Dois por mil são 0,2%. O resto tem sido de uma tranquilidade enorme. É muita coisa positiva num país onde pessoas matam por causa de um simples esbarrão.
Sempre que posso, dou gorjeta. Eu também sou pobre, mas meus trabalhos são infinitamente mais confortáveis do que o dos entregadores.
Em geral eles estão sempre com o semblante de cansaço, que é inevitável. A maioria é magrinha. Fico pensando nos trabalhadores esfomeados carregando tudo que não podem comer. Isso me rói. E se eu não pedir, eles não recebem nada. O sistema é de uma crueldade afiada.
Você já reparou os perfis das pessoas que entregam pelo iPhood? Volta e meia fico vendo. Tanta gente honesta, na batalha por uma migalha feito eu.
Recomendo para todo mundo.
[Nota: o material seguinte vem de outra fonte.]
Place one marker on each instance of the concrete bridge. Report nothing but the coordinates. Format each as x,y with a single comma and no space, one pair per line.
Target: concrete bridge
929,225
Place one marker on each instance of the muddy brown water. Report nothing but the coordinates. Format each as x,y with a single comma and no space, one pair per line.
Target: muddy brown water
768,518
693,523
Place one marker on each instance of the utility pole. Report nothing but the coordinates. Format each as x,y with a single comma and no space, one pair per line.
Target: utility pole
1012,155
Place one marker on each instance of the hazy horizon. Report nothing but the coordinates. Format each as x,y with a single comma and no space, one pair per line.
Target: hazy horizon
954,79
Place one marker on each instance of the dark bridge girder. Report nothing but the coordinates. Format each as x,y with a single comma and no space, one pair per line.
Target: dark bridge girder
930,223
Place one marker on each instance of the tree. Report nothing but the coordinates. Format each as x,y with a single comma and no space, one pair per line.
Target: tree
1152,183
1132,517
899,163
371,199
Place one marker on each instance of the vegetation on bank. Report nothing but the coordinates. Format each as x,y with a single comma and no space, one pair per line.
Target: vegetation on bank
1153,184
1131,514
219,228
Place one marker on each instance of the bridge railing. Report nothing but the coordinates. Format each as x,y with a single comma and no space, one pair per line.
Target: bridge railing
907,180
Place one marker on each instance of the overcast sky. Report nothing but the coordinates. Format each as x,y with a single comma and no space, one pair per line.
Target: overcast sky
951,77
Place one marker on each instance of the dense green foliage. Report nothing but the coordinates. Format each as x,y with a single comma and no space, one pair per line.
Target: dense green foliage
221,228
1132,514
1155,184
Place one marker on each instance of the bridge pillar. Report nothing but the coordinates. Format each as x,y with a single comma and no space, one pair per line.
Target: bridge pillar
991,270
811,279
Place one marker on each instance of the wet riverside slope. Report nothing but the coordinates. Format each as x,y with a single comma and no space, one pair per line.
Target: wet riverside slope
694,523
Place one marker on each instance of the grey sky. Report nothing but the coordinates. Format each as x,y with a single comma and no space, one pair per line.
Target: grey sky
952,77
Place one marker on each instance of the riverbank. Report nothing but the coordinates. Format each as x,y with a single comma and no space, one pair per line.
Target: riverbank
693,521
Às vezes a gente acha - com razão - que a humanidade está perdida, que todos são ruins e cruéis, mas ainda tem gente com bondade no coração. Talvez seja pouco para mudar o mundo, mas nos ajuda a ter sentimentos melhores.
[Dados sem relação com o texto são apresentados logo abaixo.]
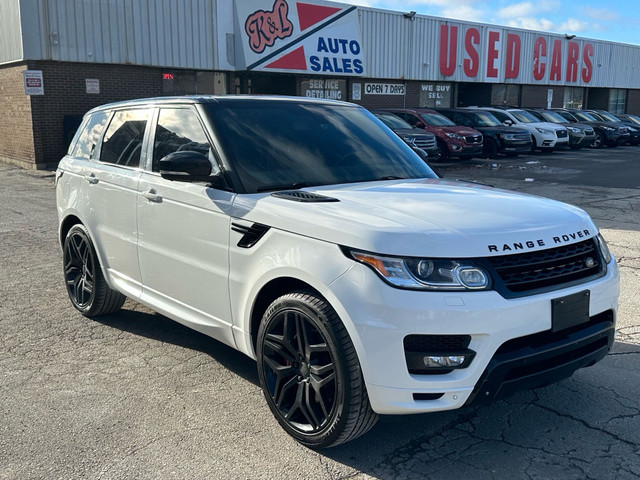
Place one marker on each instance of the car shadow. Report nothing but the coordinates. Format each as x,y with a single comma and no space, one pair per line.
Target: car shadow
158,327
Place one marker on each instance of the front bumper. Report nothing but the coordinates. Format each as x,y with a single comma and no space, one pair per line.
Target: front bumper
379,317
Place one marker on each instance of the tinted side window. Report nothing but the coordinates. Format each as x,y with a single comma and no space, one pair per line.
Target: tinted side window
501,116
179,130
122,143
90,135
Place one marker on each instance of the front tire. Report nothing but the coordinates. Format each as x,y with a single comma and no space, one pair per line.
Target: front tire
86,286
310,374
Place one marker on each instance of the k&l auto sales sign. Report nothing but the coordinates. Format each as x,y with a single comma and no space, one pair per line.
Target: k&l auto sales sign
289,36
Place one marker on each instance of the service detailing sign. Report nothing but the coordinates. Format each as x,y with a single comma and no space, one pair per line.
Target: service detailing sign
302,37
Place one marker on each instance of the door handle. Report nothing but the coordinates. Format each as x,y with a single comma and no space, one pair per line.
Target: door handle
152,196
91,178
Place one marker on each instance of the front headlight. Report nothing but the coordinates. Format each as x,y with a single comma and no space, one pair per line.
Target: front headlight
426,273
604,249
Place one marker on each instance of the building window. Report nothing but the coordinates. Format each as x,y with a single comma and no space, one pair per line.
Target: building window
505,95
617,100
573,97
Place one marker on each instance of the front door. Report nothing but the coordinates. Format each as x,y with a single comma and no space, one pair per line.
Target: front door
183,233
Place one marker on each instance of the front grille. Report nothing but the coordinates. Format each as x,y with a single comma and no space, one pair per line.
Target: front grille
436,343
424,142
473,139
527,272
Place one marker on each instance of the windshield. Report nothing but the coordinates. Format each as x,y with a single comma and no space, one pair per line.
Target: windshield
523,116
437,120
584,117
608,117
391,121
553,117
280,144
484,119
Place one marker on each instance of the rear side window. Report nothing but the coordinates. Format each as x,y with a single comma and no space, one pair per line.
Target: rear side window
90,135
179,130
122,144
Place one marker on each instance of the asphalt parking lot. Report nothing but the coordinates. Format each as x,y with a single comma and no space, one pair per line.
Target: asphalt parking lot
135,395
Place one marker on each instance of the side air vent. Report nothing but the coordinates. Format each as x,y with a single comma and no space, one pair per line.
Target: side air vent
300,196
250,235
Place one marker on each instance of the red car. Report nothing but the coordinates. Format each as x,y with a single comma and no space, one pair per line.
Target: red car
453,140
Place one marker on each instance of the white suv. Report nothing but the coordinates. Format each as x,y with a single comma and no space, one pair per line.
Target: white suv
307,235
546,135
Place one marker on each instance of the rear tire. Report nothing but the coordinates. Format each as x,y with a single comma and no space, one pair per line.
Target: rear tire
310,374
86,286
490,148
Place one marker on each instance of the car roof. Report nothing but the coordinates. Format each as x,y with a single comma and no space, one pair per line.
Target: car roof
204,99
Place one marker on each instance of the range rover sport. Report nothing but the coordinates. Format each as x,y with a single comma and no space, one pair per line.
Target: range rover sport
308,236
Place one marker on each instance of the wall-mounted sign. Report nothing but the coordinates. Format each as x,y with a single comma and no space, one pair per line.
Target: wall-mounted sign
333,89
33,82
291,36
92,85
434,95
384,88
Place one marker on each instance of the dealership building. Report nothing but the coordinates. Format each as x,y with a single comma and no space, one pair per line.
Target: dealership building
60,58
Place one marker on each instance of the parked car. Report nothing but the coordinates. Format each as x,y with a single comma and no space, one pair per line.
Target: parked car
497,138
305,234
546,136
606,134
453,140
603,115
414,137
580,135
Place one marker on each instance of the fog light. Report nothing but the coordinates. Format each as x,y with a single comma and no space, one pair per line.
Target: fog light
447,361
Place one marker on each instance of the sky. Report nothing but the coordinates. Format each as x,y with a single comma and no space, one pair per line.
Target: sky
616,21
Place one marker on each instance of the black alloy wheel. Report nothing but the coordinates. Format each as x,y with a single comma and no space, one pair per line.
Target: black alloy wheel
310,373
86,286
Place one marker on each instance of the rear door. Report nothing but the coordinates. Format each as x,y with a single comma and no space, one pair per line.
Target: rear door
184,232
112,186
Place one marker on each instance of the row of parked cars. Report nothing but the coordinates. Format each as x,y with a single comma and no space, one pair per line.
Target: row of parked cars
488,131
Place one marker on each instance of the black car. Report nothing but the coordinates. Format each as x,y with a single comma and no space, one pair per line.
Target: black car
580,134
634,132
414,137
498,138
606,134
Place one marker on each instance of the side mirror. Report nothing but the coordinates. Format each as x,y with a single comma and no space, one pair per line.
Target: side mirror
188,166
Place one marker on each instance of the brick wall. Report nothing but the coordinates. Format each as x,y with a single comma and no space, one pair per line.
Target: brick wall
16,130
65,95
535,96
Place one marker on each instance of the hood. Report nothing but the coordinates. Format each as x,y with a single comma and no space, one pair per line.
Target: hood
423,217
464,131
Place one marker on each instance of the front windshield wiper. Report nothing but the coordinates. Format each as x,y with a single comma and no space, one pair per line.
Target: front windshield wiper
285,186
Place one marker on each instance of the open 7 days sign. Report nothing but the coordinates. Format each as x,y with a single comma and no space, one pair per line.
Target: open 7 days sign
290,36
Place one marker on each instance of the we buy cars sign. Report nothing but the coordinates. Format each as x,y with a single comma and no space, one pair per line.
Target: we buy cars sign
289,36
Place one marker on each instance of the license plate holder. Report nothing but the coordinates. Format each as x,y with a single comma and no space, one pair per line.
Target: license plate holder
569,311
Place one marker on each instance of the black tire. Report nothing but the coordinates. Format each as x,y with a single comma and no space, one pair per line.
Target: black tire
86,286
599,141
490,148
310,374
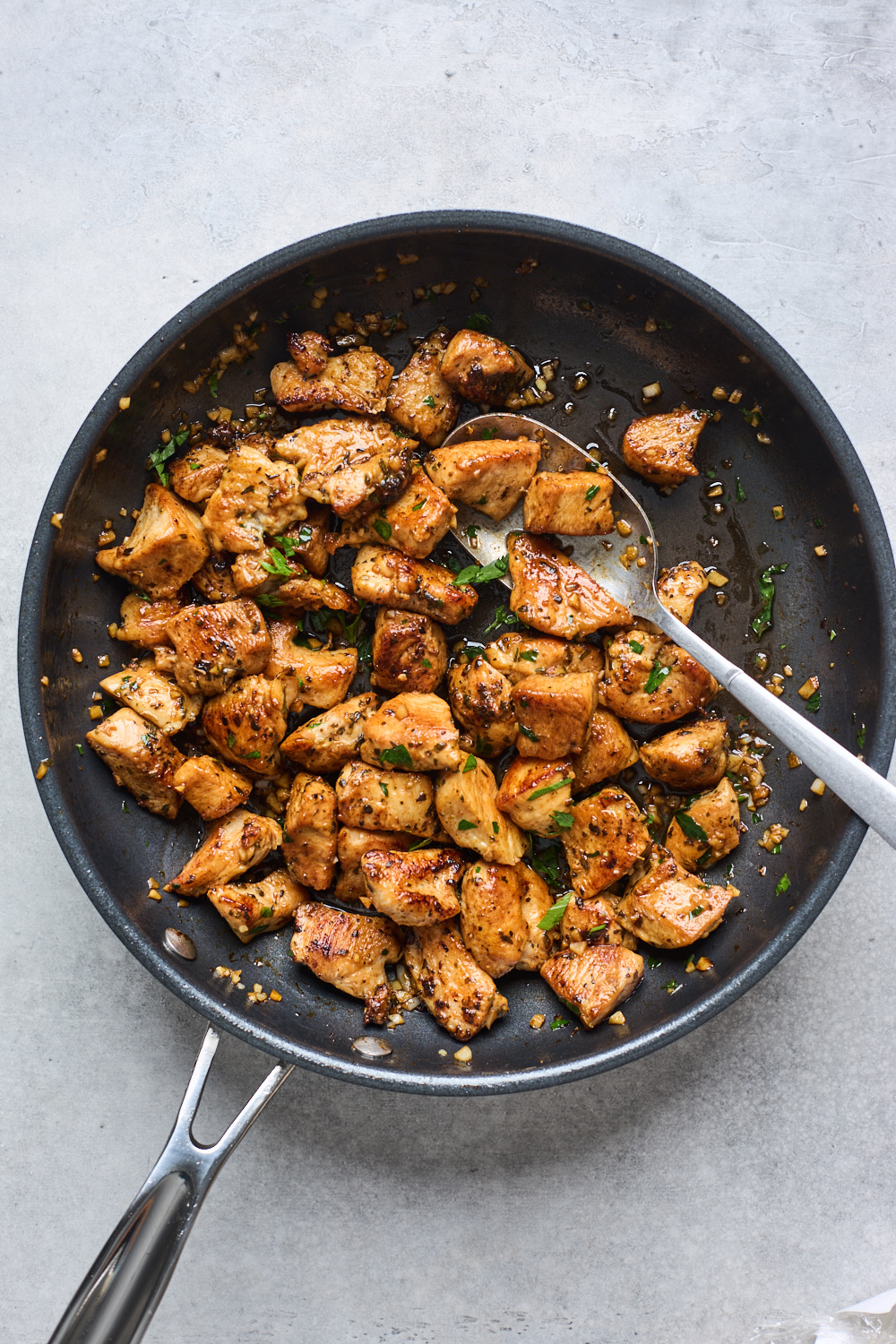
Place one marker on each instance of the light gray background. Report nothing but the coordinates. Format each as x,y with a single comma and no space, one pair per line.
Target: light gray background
152,148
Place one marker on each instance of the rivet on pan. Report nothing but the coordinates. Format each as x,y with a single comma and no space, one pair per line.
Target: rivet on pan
373,1047
180,943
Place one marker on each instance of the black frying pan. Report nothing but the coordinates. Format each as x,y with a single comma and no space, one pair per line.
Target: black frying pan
584,303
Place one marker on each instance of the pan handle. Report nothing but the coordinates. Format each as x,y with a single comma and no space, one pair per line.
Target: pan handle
124,1287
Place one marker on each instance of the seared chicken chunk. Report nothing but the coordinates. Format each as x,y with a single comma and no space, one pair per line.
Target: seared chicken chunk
164,550
358,464
688,758
607,836
253,908
554,594
379,800
465,804
411,731
352,382
409,652
419,400
153,695
649,679
554,714
713,830
532,790
607,750
217,644
389,578
142,758
211,788
668,906
568,503
254,496
349,952
413,889
489,475
482,368
661,448
331,739
309,831
457,992
247,723
414,523
595,981
231,847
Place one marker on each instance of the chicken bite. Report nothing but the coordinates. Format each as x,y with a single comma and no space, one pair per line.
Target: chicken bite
142,760
389,578
253,908
455,991
661,448
231,847
164,550
489,475
349,951
556,596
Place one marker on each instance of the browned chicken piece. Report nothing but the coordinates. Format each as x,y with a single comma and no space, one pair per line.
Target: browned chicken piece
649,679
688,758
680,588
231,847
164,550
554,714
217,644
411,731
492,922
247,723
349,951
595,981
211,788
465,806
570,504
254,496
357,381
607,750
378,800
389,578
196,475
519,656
409,652
489,475
532,790
352,843
455,991
142,760
606,839
479,699
482,368
309,832
661,448
713,831
331,739
153,695
414,523
554,594
253,908
414,889
668,906
419,400
349,464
"Meu sonho é ajudar minha família", "Um dia eu vou ter uma casinha pra mim", "Meu filho é meu mundo". São essas e muitas outras frases com o melhor da essência humana.
Nos piores anos da minha vida - e talvez os últimos, nunca se sabe -, tenho vivido grandes experiências humanas, sendo as melhores uma espécie de resposta.
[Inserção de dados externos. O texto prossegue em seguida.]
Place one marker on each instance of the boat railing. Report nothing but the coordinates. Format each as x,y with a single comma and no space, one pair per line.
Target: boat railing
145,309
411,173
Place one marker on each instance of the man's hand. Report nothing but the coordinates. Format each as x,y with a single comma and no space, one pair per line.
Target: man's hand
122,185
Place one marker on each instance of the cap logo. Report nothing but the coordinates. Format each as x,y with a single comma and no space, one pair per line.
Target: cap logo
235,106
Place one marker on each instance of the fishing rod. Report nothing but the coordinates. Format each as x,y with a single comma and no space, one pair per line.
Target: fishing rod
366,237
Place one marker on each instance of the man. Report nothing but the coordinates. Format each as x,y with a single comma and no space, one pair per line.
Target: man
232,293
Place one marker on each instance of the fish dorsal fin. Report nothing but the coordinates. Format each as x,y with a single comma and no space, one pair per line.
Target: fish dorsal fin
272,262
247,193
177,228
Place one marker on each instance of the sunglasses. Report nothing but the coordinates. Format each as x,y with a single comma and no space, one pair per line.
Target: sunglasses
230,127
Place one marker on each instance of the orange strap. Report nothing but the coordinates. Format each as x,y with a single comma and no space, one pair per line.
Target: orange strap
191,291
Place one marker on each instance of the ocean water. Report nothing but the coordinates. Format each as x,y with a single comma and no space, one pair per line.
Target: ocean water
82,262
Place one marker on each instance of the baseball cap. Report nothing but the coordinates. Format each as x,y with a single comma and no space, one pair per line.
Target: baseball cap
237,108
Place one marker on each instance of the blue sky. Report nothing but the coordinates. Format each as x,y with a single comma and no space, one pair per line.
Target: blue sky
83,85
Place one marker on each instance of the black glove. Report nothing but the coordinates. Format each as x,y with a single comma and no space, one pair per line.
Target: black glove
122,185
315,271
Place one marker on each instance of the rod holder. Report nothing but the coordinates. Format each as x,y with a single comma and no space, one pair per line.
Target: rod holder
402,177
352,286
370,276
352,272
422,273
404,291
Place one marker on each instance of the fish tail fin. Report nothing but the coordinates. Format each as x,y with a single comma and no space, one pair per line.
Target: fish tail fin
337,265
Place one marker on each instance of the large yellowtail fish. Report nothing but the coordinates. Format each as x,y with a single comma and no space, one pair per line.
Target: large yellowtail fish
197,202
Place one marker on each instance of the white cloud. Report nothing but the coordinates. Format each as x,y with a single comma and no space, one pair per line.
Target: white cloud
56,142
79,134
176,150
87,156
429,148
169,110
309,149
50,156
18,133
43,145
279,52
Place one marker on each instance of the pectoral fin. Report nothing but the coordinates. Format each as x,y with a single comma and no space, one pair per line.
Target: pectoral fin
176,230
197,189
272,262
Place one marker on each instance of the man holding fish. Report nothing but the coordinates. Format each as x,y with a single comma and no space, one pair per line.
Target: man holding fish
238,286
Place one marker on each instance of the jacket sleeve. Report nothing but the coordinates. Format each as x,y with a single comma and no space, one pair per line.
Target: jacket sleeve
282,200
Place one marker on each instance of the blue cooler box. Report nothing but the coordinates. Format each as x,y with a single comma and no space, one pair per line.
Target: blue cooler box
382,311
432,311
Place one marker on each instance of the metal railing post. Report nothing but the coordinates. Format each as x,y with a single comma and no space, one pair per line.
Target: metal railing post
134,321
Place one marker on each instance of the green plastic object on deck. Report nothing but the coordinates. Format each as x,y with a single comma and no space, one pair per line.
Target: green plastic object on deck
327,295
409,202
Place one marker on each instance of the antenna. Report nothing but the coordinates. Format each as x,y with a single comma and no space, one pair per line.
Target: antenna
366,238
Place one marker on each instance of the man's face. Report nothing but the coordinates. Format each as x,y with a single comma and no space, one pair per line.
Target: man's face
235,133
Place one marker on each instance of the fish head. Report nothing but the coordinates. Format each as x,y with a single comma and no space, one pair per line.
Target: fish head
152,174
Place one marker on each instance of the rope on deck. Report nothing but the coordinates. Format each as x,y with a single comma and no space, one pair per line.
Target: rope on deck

Você vai contabilizando todas as perdas e danos, todas as decepções e traições, toda a ingratidão, toda a falsidade que pode existir por trás de palavras como "amor" e principalmente "amizade", até que encontra o amor e a fraternidade em frases simples, escritas até de maneira rudimentar mas nem por isso menos importantes e significativas.
O amor, a fraternidade, o bem querer que não estão em cardápios sofisticados, nem bancos de carros luxuosos ou no mármore de riquíssimas coberturas, mas em simples perfis anônimos de gente que dá muito duro para sobreviver e fazer com que os seus sobrevivam.